A acusada não se fez de rogada e prontamente explicou com palavras fajutas, mas que me convenceram. Embora tenham objetado, proclamando "Êxodo 22,18: Não deixarás viver a feiticeira", lá estava eu, com a suposta bruxa, em privado, quando ela abre o jogo. Sem cerimônia, ela começou a se jogar pra cima de mim, com tal promiscuidade que, eu, absinto de prazeres sexuais, não deixei de resistir. "Exorcize a bruxa, Juan Guerrera, queima-me na fogueira", assim dizia Jeanne, despindo-se. Após consumado o ato do coito, fui ameaçado:
 - Sou inocente de bruxaria, e você também é inocente em ter copulado comigo. Vamos manter assim, pode ser?
 - Blasfemadora, feiticeira! - protestei, embora nem eu acreditasse nas minhas palavras.
 - Conto com a sua palavra. - assim escapou Jeanne, da acusação de bruxaria, onde fui obrigado á acusá-la de inocente.
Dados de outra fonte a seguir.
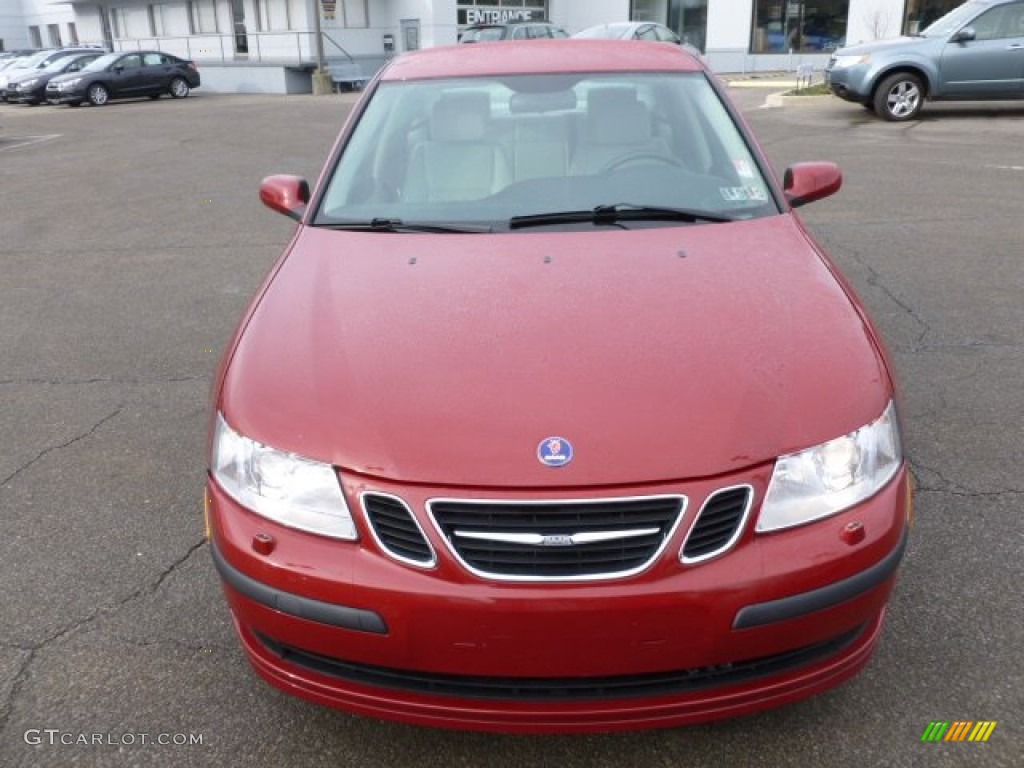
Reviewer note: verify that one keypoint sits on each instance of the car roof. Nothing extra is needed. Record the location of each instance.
(541, 56)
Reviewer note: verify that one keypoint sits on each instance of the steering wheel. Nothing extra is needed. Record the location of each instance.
(640, 157)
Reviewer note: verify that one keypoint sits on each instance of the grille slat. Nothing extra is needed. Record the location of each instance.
(512, 560)
(395, 529)
(718, 524)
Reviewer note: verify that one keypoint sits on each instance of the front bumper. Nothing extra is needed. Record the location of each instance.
(849, 83)
(62, 97)
(34, 95)
(778, 617)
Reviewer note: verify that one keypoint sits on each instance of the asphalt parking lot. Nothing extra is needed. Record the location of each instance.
(132, 238)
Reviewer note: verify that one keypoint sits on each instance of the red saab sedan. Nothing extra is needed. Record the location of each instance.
(553, 416)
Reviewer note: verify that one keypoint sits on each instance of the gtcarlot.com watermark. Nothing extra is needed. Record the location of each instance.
(57, 737)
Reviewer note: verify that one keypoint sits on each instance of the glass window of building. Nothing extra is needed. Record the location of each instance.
(781, 26)
(500, 11)
(920, 13)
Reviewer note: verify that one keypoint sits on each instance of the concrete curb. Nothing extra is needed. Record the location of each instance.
(787, 98)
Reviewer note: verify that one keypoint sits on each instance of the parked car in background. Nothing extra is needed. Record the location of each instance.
(636, 31)
(125, 75)
(491, 33)
(553, 416)
(30, 87)
(39, 61)
(975, 52)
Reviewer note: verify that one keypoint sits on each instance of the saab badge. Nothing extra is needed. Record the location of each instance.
(554, 452)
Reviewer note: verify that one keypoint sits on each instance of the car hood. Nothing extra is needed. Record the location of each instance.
(907, 43)
(662, 353)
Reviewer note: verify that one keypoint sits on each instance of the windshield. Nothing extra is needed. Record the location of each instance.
(102, 62)
(59, 65)
(482, 151)
(951, 22)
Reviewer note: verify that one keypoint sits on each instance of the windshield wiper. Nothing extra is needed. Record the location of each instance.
(397, 225)
(612, 214)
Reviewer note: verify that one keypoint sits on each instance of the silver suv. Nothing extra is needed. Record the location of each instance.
(975, 52)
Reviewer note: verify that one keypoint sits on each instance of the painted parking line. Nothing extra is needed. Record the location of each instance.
(19, 141)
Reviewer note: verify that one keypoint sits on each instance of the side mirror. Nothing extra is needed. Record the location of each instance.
(805, 182)
(287, 195)
(965, 36)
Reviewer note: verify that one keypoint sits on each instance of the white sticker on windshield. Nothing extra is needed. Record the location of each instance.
(743, 194)
(742, 168)
(734, 194)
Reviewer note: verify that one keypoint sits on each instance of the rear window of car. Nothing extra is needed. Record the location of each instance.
(482, 35)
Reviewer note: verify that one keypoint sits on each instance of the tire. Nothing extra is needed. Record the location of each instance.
(179, 88)
(98, 95)
(899, 97)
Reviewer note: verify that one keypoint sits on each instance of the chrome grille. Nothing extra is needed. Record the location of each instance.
(395, 529)
(719, 523)
(557, 540)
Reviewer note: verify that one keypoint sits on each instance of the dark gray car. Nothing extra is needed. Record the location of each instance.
(974, 52)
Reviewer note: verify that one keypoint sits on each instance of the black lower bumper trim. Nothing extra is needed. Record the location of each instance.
(676, 682)
(296, 605)
(807, 602)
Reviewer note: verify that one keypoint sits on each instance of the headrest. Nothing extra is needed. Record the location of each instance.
(615, 116)
(461, 117)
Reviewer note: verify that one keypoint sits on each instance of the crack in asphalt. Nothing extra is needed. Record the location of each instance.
(875, 281)
(952, 487)
(45, 452)
(73, 382)
(22, 676)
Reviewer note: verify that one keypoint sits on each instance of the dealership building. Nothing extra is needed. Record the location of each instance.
(270, 45)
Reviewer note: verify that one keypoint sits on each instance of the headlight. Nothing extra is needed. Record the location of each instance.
(285, 487)
(833, 476)
(844, 61)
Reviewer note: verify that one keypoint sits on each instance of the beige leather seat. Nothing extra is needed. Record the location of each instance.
(459, 161)
(616, 125)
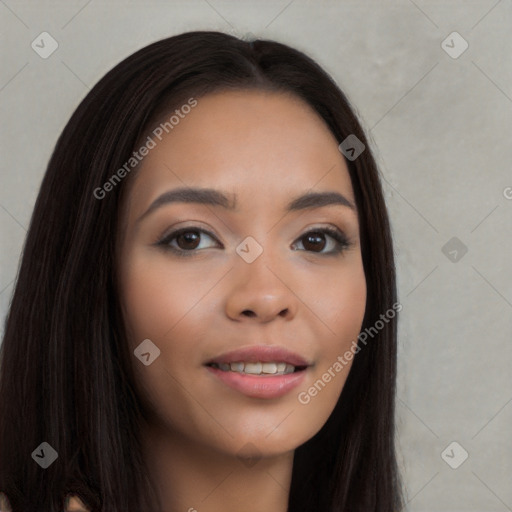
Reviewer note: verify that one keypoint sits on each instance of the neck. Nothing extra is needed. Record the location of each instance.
(189, 477)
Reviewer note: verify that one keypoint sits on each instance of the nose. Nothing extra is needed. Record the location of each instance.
(260, 291)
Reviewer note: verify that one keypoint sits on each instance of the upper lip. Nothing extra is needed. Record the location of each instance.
(260, 353)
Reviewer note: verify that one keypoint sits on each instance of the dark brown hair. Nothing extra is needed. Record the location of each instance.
(65, 367)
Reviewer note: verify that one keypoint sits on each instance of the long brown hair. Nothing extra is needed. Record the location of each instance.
(65, 372)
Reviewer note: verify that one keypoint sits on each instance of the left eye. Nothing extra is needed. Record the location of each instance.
(317, 240)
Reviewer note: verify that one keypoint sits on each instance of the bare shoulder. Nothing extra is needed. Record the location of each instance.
(73, 504)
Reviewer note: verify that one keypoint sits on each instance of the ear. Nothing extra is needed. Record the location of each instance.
(74, 504)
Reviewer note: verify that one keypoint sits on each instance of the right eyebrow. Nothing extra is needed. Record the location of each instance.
(308, 200)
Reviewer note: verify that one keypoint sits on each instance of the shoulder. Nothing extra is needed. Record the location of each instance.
(73, 504)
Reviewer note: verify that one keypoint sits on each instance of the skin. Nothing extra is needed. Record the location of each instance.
(266, 148)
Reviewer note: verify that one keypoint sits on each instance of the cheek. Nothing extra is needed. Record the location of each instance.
(156, 297)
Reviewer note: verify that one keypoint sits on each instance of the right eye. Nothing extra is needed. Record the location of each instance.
(187, 241)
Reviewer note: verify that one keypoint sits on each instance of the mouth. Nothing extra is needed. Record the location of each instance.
(260, 371)
(264, 369)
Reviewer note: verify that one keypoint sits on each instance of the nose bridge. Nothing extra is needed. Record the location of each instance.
(259, 288)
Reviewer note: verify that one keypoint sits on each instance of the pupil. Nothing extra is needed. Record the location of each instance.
(190, 237)
(316, 240)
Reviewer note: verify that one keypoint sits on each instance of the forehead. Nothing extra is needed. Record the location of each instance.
(262, 146)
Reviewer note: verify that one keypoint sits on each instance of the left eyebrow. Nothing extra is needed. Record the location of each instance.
(212, 197)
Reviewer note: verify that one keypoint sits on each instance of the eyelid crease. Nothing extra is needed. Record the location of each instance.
(343, 241)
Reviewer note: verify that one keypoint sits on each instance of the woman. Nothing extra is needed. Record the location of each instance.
(164, 374)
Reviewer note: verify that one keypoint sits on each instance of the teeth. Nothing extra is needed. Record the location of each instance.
(237, 367)
(253, 368)
(259, 368)
(269, 368)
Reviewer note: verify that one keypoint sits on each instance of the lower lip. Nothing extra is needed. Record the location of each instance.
(255, 386)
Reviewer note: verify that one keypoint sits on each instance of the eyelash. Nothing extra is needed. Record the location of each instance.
(343, 242)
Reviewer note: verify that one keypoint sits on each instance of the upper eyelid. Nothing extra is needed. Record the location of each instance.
(171, 235)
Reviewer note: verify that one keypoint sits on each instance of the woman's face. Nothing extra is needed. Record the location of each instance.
(249, 277)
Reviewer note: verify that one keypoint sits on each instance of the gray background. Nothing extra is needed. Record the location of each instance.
(441, 128)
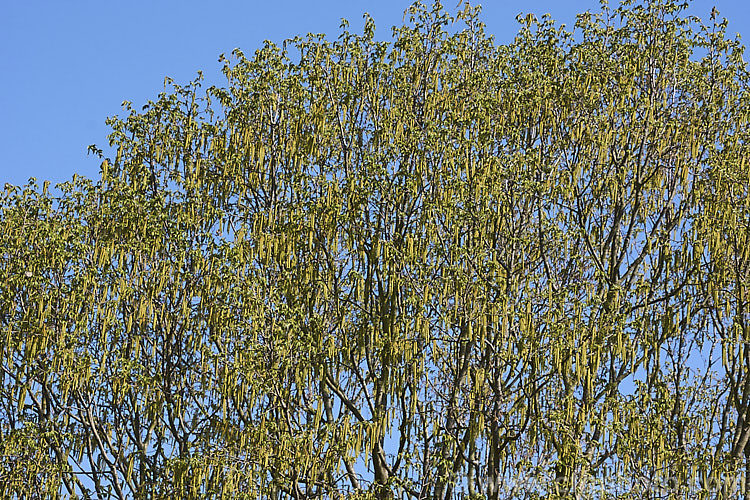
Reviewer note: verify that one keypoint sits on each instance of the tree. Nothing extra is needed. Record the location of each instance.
(427, 268)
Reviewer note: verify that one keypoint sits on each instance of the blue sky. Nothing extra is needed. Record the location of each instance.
(66, 66)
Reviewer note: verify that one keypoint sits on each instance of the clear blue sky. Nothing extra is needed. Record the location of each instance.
(67, 65)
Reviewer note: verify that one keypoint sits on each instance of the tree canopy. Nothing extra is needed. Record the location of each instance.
(429, 267)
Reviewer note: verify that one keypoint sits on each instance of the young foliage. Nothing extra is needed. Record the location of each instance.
(433, 267)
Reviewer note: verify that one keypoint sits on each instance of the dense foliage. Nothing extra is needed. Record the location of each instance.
(432, 267)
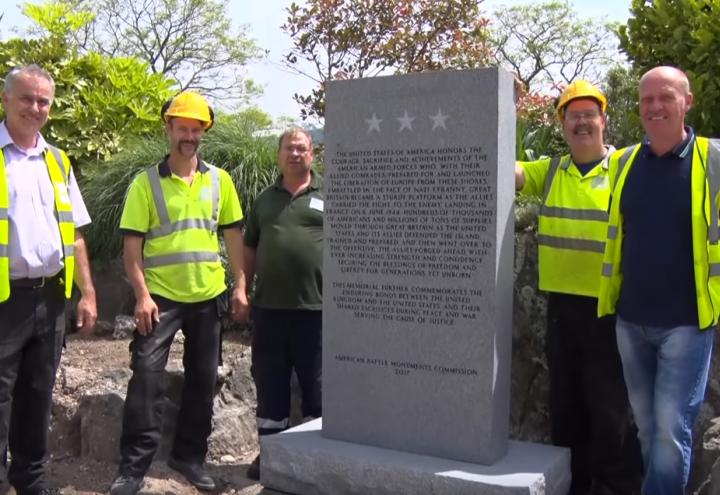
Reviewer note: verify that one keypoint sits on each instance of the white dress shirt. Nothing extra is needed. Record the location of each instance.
(35, 246)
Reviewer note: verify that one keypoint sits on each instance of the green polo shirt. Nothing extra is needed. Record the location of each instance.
(182, 282)
(286, 233)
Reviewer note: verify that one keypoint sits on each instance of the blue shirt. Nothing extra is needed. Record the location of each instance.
(658, 287)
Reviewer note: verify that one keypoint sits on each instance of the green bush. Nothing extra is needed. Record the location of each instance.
(230, 144)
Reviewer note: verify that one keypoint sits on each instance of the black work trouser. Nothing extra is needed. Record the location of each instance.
(589, 408)
(32, 329)
(142, 414)
(283, 340)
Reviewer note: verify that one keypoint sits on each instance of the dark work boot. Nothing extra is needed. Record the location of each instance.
(196, 474)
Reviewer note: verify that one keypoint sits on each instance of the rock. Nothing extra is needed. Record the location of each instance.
(64, 431)
(100, 426)
(234, 427)
(103, 328)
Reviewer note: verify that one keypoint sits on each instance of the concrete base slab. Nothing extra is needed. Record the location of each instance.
(301, 461)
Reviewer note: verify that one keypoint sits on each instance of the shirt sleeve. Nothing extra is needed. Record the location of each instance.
(136, 210)
(81, 217)
(230, 211)
(535, 173)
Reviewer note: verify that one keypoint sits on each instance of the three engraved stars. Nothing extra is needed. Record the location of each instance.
(406, 121)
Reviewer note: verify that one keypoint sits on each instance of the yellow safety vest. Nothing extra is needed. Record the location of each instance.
(571, 226)
(182, 240)
(705, 197)
(58, 167)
 Esse ainda não é, no entanto, o "segredo sagrado". Foi somente como ele começara.

 No prosseguimento do julgamento, ela foi liberta. Questionado pelos arcebispos e demais inquisidores, retruco:
 - Não se preocupem com nada. Eu mesmo encarrego-me de buscar o vitimizado. E ela não era bruxa de qualquer jeito. - respondi, de forma vaga e um tanto distante. Imediatamente parti em busca de Jeanne. Alguma coisa me fez ir rumo a ela. Apenas posso estar possuído pelo demônio, mas sei que não é isso. Algo me domina. Preciso vê-la. Procuro-a pela cálida tarde ao redor do vilarejo, perguntando aos moradores da região. Já cansado, franzindo a testa enquanto transpiro debaixo da forte onda de raios solares, consigo enfim as coordenadas da morada de Jeanne.

 Encontro-me diante de sua porta, e em instantes, lá está ela. Minha aura acende pelo lampejo de sua presença. Rudemente, ela pergunta "O que o senhor deseja?". Respondo-lhe, mesmo impondo-me à todas as minhas convicções e ao Senhor, declaro meu desejo por ela. Talvez aquele acontecimento sexual mexera com minhas emoções. Queria-a. E assim fazia questão de objetivar, pois por dias e dias fui-lhe até a porta para que me concebesse uma chance. Até que um dia ela não fechou a porta brutalmente em fúria, muito pelo inverso. Começou a sorrir. E agarrei-a, saboreando seus lindos lábios, em volúpia.

 Nosso amor, por muito tempo, fora recíproco. Todavia, um dia ela adoeceu.

 Sem pestanejar, fui a mando dela ao bosque, seguindo suas instruções, em busca da cura. Até que deparei-me estar envolvido no tão terrível segredo. Oh, meu Deus! Eu estava tão abalado em estar traindo a mim mesmo, a Deus. Por que eu apenas não rezara? No entanto, estava me sentindo tão vivo! Estava extasiado. Eram emoções opostas. Queria apenas salvar minha amada. E finalmente cedi à blasfêmia. Sou completamente um herege, um hipócrita, traindo ao Pai. Estava oficialmente tornando-me um bruxo! Tudo em nome da insana paixão, onde faria qualquer coisa para trazer saúde e vigor de volta para minha angelical Jeanne. Colhi as plantas e ervas necessárias, reuni os ingredientes demandados e realizei a poção de cura, em meio ao jardim. Tudo conforme seus ensinamentos.

 Porém, agora, amarrado a esta tábua de madeira no altar, nada mais me resta do que remorso. A heresia reinou perante meu coração cego, e não adianta negar nada mais, apenas me render ao tormento eterno. Agora tudo é inútil.

 Ciganas, homossexuais, blasfemadores. Há anos, todos os dias, alguns tiveram sua vez. Hoje a vez é minha. Sou o próximo a ir a julgamento. Fui flagrado e capturado no bosque, após terminado o preparo do remédio. Eles observavam o segredo tudo desde o começo, escondidos sob os arbustos. Estavam lá a mando de Jeanne. Deveria eu desconfiar de sua farsa desde o começo. Pelo o menos ela também está sendo julgada. Por outro inquisidor, de certo. Agradeço ao desconfiado Sanchez, amigo cardeal que a capturou também. Nunca deveria ter confiado naquela suja e traiçoeira bruxa Jeanne. Ei de reencontrá-la em breve, nas flamas agonizantes e incessantes do inferno.